Research Description: 

We use the Drosophila model organisms to study the genetic and neural mechanisms underlying social interactions. The primary goal of my laboratory is to understand the genetic and neural mechanisms that control various types of social behaviors. According to NIH Medical Subject Headings (MeSH), social behavior is “any behavior caused by or affecting another individual or group usually of the same species”. This means that virtually every animal must perform a range of social behaviors to survive and successfully reproduce. Despite the importance of these behaviors, we know relatively little about the genetic and neural mechanisms by which animals select appropriate behaviors, interpret responses by other individuals, and adjust action choice based on previous experiences. When the human nervous system is impaired in processing any of these steps, the result can be mental and psychiatric disorders that manifest difficulties in social interactions, such as autism, schizophrenia, and personality disorders.

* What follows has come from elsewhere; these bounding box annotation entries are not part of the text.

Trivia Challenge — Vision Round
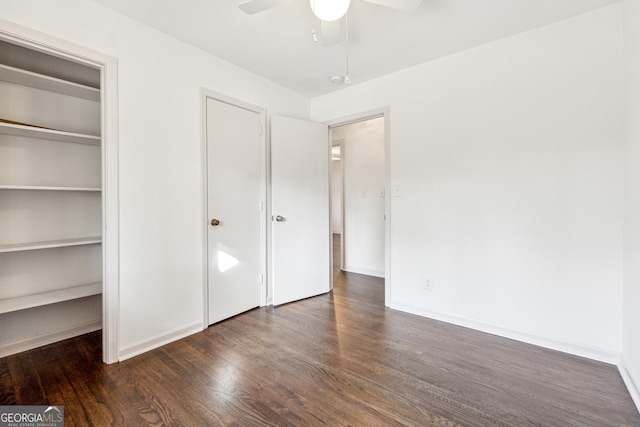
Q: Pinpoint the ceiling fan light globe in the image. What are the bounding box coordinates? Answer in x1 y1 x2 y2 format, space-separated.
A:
309 0 350 21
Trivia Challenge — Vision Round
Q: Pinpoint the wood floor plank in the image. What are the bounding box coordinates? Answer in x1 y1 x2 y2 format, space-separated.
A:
0 239 640 427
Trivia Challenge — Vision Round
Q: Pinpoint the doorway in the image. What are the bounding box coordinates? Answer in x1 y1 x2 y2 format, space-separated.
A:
329 109 390 301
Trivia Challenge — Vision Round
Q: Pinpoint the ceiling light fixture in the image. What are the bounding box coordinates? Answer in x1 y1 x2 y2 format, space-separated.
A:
309 0 350 21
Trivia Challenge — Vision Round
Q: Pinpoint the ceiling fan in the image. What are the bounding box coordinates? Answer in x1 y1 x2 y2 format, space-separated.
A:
238 0 422 46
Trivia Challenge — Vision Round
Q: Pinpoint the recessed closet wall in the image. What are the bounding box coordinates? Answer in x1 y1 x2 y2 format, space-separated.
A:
0 41 103 356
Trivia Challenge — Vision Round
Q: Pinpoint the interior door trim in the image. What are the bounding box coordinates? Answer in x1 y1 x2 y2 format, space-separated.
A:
200 88 268 330
324 107 391 307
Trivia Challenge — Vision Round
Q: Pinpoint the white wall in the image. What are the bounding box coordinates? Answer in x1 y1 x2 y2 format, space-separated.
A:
0 0 309 357
332 117 385 277
621 0 640 408
311 4 623 361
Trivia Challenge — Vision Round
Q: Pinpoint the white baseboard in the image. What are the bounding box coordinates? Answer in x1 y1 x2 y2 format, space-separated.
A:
389 300 620 365
342 265 384 278
0 320 102 357
618 354 640 411
118 322 202 362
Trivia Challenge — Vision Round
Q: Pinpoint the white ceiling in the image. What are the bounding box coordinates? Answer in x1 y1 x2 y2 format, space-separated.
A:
93 0 620 97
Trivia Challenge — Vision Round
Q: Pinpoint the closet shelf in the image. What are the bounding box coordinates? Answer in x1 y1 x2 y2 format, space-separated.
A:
0 64 100 102
0 236 102 253
0 282 102 314
0 122 102 145
0 185 102 192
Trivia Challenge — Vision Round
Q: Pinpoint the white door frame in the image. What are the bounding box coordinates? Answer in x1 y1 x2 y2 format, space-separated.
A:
200 88 268 329
325 107 391 307
0 19 120 363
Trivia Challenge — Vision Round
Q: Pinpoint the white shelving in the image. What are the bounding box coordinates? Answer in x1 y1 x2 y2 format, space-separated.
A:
0 122 102 145
0 40 103 355
0 236 102 253
0 283 102 314
0 185 102 192
0 64 100 101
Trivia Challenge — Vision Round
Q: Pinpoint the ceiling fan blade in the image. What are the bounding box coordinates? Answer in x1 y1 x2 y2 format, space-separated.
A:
238 0 291 15
365 0 422 12
320 19 342 46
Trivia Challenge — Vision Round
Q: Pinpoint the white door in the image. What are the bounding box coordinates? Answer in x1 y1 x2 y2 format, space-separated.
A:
271 116 331 305
206 98 264 324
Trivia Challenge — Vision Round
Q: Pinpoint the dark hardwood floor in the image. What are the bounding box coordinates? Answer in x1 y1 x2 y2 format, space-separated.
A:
0 239 640 427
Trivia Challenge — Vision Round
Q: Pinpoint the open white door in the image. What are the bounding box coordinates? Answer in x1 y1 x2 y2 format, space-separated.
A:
206 98 263 324
271 116 331 305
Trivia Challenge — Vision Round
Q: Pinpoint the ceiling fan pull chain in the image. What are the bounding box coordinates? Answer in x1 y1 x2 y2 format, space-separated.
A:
344 11 351 84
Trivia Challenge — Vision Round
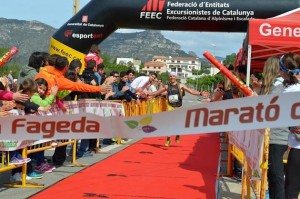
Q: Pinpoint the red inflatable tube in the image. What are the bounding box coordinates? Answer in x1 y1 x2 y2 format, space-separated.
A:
0 47 19 67
203 51 253 96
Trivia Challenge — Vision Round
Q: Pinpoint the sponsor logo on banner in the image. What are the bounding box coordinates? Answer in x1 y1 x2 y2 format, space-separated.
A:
259 23 300 37
140 0 165 19
81 15 89 23
12 117 100 138
64 30 103 39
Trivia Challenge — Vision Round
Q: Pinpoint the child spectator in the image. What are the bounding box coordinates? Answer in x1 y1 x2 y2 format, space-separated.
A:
10 78 50 181
30 78 58 173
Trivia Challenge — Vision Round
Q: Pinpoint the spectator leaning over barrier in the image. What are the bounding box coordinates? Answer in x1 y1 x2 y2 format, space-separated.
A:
17 52 45 85
35 56 111 95
252 56 289 199
130 72 157 97
279 53 300 199
84 44 103 67
10 78 50 181
30 78 58 173
147 72 209 147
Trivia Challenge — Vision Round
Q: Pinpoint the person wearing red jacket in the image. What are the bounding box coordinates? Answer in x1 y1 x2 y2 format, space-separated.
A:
35 56 110 96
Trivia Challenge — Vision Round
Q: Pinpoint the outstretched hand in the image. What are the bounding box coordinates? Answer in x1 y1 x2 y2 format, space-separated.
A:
13 90 29 102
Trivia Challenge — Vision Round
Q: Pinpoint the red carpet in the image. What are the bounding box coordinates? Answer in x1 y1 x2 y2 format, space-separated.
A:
32 133 220 199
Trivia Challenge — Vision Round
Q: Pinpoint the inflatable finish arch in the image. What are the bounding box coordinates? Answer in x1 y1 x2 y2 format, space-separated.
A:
50 0 300 63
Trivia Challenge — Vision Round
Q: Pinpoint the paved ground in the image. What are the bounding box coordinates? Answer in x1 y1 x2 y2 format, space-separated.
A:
0 140 241 199
0 94 241 199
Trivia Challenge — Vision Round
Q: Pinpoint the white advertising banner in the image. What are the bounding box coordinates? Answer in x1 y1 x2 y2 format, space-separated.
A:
0 100 125 151
0 92 300 140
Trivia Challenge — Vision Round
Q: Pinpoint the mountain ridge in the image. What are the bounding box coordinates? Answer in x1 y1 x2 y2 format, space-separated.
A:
0 17 220 65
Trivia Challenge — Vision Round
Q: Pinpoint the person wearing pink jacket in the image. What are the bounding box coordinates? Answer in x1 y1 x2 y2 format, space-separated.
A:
84 44 103 66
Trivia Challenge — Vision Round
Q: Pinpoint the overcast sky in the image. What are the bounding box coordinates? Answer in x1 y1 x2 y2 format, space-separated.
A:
0 0 245 57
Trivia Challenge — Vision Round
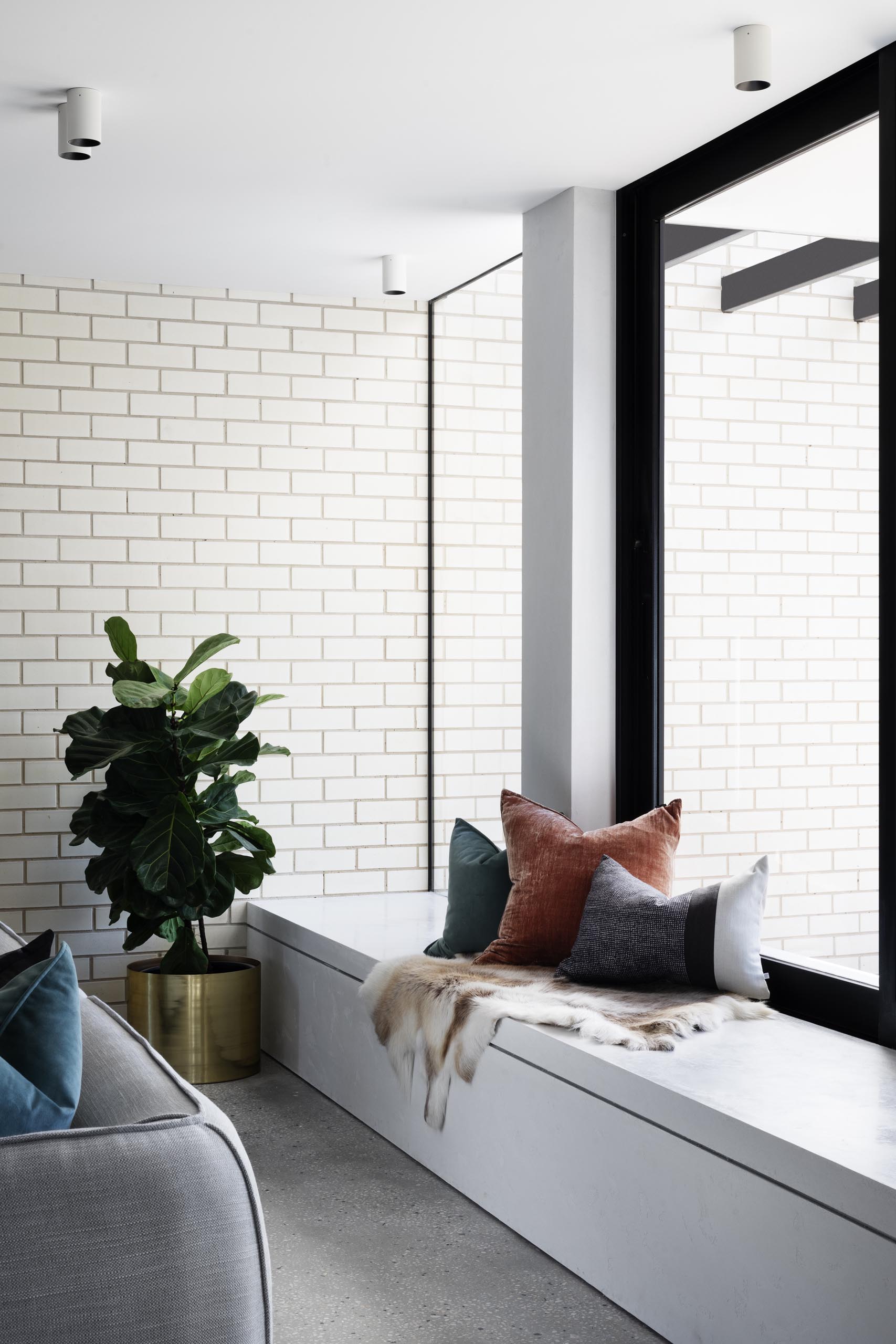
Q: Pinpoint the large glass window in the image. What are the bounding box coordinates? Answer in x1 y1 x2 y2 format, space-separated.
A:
662 121 879 976
431 258 523 891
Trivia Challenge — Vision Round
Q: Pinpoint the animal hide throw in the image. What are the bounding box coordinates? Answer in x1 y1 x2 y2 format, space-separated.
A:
360 956 774 1129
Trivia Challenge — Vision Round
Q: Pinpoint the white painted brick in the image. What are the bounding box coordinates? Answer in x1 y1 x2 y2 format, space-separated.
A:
0 272 467 996
666 235 877 960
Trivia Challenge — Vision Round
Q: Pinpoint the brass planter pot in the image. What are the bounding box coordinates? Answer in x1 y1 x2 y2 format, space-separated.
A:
128 957 260 1083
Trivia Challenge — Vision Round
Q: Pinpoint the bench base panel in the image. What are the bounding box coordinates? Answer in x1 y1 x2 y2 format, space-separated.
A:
248 929 896 1344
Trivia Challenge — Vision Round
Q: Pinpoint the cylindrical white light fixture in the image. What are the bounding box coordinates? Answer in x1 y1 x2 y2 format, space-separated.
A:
383 253 407 295
56 102 90 159
67 89 102 149
735 23 771 93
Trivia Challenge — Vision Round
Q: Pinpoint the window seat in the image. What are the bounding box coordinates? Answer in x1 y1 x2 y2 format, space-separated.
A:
247 894 896 1344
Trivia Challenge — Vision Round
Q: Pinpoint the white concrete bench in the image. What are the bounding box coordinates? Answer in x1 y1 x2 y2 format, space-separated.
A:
248 895 896 1344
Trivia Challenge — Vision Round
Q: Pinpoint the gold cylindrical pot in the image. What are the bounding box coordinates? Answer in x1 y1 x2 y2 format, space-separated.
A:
128 957 260 1083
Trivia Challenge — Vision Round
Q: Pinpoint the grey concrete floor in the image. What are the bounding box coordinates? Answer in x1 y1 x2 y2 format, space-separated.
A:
203 1058 660 1344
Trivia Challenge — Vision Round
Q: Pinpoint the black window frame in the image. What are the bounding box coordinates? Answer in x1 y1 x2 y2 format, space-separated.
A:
617 43 896 1047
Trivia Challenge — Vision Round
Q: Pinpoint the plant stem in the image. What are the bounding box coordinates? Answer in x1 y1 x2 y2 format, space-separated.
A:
197 915 208 956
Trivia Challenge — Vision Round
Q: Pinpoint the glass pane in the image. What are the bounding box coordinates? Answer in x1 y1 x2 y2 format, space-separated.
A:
433 261 523 891
665 121 877 974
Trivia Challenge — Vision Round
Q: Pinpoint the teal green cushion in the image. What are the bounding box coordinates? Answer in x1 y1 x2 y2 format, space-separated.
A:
426 818 511 957
0 942 81 1138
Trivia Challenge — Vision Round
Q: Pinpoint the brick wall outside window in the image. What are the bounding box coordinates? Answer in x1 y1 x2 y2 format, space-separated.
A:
434 262 523 888
665 234 877 970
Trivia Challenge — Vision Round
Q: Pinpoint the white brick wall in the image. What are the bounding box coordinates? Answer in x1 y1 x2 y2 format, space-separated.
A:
0 276 426 1003
665 234 877 970
434 261 523 888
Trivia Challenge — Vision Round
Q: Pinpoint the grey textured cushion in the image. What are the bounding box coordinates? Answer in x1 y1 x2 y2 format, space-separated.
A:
557 855 768 999
72 999 199 1129
0 926 273 1344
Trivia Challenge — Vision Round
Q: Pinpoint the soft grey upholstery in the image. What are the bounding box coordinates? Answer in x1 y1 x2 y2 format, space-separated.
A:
0 925 273 1344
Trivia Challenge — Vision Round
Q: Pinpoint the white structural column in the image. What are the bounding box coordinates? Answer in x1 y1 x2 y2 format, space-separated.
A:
523 187 615 828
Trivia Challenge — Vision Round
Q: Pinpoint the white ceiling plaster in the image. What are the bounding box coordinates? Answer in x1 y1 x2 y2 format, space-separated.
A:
0 0 896 297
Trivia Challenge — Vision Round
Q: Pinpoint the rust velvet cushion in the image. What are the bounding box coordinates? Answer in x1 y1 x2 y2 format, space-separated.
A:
474 789 681 967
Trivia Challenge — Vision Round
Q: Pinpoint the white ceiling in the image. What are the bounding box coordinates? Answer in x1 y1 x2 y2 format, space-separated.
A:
669 118 879 240
0 0 896 297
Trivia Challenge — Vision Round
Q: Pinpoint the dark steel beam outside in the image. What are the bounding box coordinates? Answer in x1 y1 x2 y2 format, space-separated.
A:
662 223 748 266
721 238 880 313
853 279 880 322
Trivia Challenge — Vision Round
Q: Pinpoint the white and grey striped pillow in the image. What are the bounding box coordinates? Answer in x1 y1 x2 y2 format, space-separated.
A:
557 855 768 999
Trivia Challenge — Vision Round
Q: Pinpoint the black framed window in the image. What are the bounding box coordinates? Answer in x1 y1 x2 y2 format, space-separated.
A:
617 47 896 1046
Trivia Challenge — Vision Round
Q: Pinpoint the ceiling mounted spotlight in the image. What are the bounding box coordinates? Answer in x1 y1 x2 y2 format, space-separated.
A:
56 102 90 160
735 23 771 93
67 89 102 149
383 253 407 295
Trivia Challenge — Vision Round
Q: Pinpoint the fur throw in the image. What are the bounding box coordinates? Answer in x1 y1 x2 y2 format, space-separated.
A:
360 956 774 1129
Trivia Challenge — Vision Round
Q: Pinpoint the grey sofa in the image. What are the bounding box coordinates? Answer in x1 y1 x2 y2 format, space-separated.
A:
0 925 273 1344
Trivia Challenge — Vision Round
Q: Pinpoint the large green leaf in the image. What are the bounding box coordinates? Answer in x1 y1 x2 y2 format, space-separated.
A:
159 915 184 942
106 750 180 817
218 854 274 895
191 732 258 774
69 789 102 848
106 868 164 923
194 780 248 826
63 706 169 778
66 732 146 780
175 634 239 682
103 615 137 663
106 658 154 684
202 864 235 919
184 668 233 713
149 667 175 691
180 681 255 742
111 681 171 710
90 796 142 849
227 821 277 859
122 914 164 951
85 849 130 894
159 925 208 976
56 704 103 738
130 793 206 900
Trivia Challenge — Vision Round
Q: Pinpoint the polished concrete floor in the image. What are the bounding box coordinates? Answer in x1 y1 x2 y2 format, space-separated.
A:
203 1059 660 1344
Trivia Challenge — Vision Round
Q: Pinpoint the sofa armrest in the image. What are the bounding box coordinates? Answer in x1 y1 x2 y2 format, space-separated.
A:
0 1094 273 1344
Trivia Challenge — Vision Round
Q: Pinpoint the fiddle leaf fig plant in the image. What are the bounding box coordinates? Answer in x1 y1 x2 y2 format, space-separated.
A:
58 615 289 974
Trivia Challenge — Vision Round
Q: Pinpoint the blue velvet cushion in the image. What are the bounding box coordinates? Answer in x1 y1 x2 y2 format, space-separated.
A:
0 942 81 1138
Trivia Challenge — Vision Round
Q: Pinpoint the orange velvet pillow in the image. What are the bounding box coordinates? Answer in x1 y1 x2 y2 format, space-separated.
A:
473 789 681 967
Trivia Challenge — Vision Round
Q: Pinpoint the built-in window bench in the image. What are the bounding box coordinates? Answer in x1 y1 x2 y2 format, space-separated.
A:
248 894 896 1344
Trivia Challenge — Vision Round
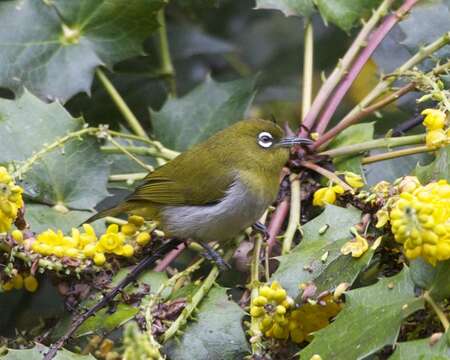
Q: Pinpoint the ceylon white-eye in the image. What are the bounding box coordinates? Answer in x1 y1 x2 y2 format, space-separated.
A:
89 119 311 268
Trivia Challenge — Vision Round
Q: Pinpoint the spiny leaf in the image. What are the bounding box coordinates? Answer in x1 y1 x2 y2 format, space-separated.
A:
0 0 166 101
165 287 248 360
271 205 373 297
300 268 423 360
152 77 256 151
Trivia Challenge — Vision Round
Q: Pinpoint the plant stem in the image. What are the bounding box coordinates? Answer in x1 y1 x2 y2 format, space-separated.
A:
300 161 353 192
300 0 393 136
281 174 301 255
361 145 437 165
338 32 450 136
423 291 450 331
161 249 234 343
316 0 419 134
109 137 155 171
95 68 148 138
313 82 415 149
157 9 177 96
319 134 425 157
302 19 314 122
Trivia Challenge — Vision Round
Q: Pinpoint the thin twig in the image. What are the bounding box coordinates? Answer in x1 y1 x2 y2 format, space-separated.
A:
300 0 393 136
44 239 182 360
316 0 419 134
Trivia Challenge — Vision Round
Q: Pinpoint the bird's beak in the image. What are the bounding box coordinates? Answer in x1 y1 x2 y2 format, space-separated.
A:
277 136 314 148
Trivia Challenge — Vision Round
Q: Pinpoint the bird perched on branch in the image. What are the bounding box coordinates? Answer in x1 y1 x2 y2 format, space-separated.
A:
88 119 311 266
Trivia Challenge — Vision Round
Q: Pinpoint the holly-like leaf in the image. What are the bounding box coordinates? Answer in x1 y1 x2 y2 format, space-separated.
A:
414 146 450 184
152 77 256 151
328 123 374 174
300 268 423 360
389 333 450 360
271 205 373 297
2 344 95 360
255 0 315 17
411 258 450 301
0 0 166 101
165 287 249 360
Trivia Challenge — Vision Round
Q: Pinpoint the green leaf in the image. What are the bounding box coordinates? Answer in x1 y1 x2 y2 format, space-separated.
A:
300 268 423 360
0 0 166 101
165 287 249 360
255 0 315 17
0 90 84 163
2 344 95 360
411 259 450 301
327 122 374 175
152 77 256 151
414 146 450 184
271 205 373 297
314 0 381 32
389 333 450 360
25 203 94 233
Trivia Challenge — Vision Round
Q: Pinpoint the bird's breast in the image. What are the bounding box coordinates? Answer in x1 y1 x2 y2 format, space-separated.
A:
161 179 274 241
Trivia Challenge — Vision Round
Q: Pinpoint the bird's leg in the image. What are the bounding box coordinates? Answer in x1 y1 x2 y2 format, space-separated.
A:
198 241 231 271
252 221 269 241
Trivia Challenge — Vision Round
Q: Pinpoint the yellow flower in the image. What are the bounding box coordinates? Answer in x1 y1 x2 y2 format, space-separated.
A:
422 109 446 131
100 224 125 252
341 234 369 258
425 129 448 148
344 171 364 189
389 180 450 265
0 166 23 233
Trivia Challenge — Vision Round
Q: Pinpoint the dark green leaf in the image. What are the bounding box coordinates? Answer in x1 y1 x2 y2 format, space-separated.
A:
255 0 315 17
389 334 450 360
411 259 450 301
300 268 423 360
414 146 450 184
271 205 373 297
25 203 94 233
165 287 249 360
152 77 255 151
2 344 95 360
328 123 374 174
0 0 166 101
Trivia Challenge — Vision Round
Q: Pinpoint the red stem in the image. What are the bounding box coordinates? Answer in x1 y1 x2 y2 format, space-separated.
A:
316 0 419 134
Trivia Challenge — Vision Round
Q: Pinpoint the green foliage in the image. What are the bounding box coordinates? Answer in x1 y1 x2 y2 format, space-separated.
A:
166 287 249 360
152 77 256 151
300 268 423 360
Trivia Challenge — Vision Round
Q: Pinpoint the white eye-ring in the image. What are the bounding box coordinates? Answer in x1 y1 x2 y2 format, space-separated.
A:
258 131 273 148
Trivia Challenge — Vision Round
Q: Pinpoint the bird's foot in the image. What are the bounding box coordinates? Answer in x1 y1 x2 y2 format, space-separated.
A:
252 221 270 241
200 242 231 271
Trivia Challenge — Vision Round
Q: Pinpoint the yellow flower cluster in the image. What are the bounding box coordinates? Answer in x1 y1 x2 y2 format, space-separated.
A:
2 274 39 292
250 281 340 343
422 109 450 148
389 180 450 265
289 294 341 344
313 171 364 207
0 166 23 233
31 216 151 266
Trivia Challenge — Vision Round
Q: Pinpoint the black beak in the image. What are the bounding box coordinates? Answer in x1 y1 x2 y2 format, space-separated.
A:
277 136 314 148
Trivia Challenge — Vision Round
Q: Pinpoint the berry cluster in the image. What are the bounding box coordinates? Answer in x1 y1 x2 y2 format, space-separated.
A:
250 281 341 343
29 216 151 266
389 180 450 265
0 166 23 233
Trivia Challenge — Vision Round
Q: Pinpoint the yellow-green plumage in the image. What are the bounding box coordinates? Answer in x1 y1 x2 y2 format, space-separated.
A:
88 120 306 241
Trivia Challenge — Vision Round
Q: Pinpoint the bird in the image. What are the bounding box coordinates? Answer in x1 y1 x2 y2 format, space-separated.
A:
87 119 312 267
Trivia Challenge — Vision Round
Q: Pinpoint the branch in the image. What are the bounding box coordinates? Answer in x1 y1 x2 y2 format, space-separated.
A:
300 0 394 136
44 239 182 360
316 0 419 134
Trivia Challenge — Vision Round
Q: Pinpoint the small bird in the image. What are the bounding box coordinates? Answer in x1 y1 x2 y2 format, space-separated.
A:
88 119 311 267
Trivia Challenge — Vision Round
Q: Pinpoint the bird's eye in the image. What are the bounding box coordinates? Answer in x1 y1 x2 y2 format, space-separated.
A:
258 131 273 148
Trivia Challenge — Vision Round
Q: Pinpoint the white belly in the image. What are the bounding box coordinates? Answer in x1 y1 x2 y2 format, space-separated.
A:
162 180 274 241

Our work is focused on social interactions (mainly aggressive interactions and courtship behavior) of the common fruit fly Drosophila melanogaster. This organism is an attractive model for studying social interactions because: 1) powerful genetic technologies enable the rapid and precise manipulation of gene function, 2) neuronal activities can be monitored and manipulated using a variety of genetically encoded effectors, and 3) the rich, yet stereotypical, repertoire of social behaviors are amenable to automatic quantification. We are taking multidisciplinary approaches to investigate how genes affects neuronal physiology, circuit dynamics, and behavior. We also seek to understand how animals adjust their “behavioral strategies” depending on experiences and circumstances, and how behavioral experience feeds back to affect gene expression and neuronal function. Our goal is to uncover universal genetic and neural motifs important for the control of social interactions in various situations. Such knowledge will help us understand how our brain mediates interactions with those around us.